Sibari. (Dèi! la conobbe.) Ah! no. Se fosse tale,
al germano Mirteo nota sarebbe.
Scitalce. No; ché bambino ei crebbe
nella reggia de’ battri.
Sibari.   In Asia ognuno
la crede estinta.
Scitalce.   Ah! piú d’ogni altro, amico,
io crederlo dovrei. Tutto fu vero
quanto svelasti a me. Nel luogo andai
destinato da lei; venne l’infida;
meco fuggí; ma poi
non lungi dalla reggia
l’insidie ritrovai. Cinto d’armati
v’era il rivale...
Sibari.   E il conoscesti? (con timore)
Scitalce.   Almeno
potrei sfogarmi in lui.
Sibari. (Torniamo a respirar: non sa ch’io fui).
Ma da tanti nemici
chi ti salvò?
Scitalce.   Fra l’ombre
del bosco e della notte
mi dileguai; ma prima
del Nilo in su la sponda
l’empia trafissi e la balzai nell’onda.
Sibari.
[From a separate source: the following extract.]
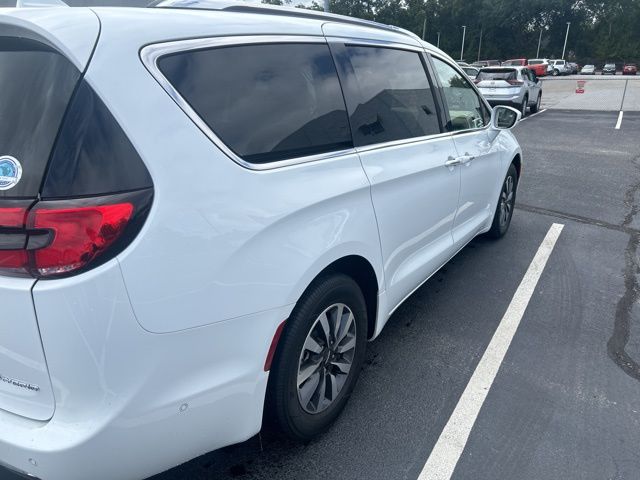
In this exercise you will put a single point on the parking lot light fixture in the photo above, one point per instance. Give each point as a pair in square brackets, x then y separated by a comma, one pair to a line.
[565, 40]
[539, 42]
Aimè!
Scitalce.   Da quel momento
pace non so trovar. Sempre ho sugli occhi,
sempre il tuo foglio, il mio schernito foco,
la sponda, il fiume, il tradimento, il loco.
Sibari. Il foglio mio! Forse lo serbi?
Scitalce.   Il serbo
per gloria tua, per mia difesa.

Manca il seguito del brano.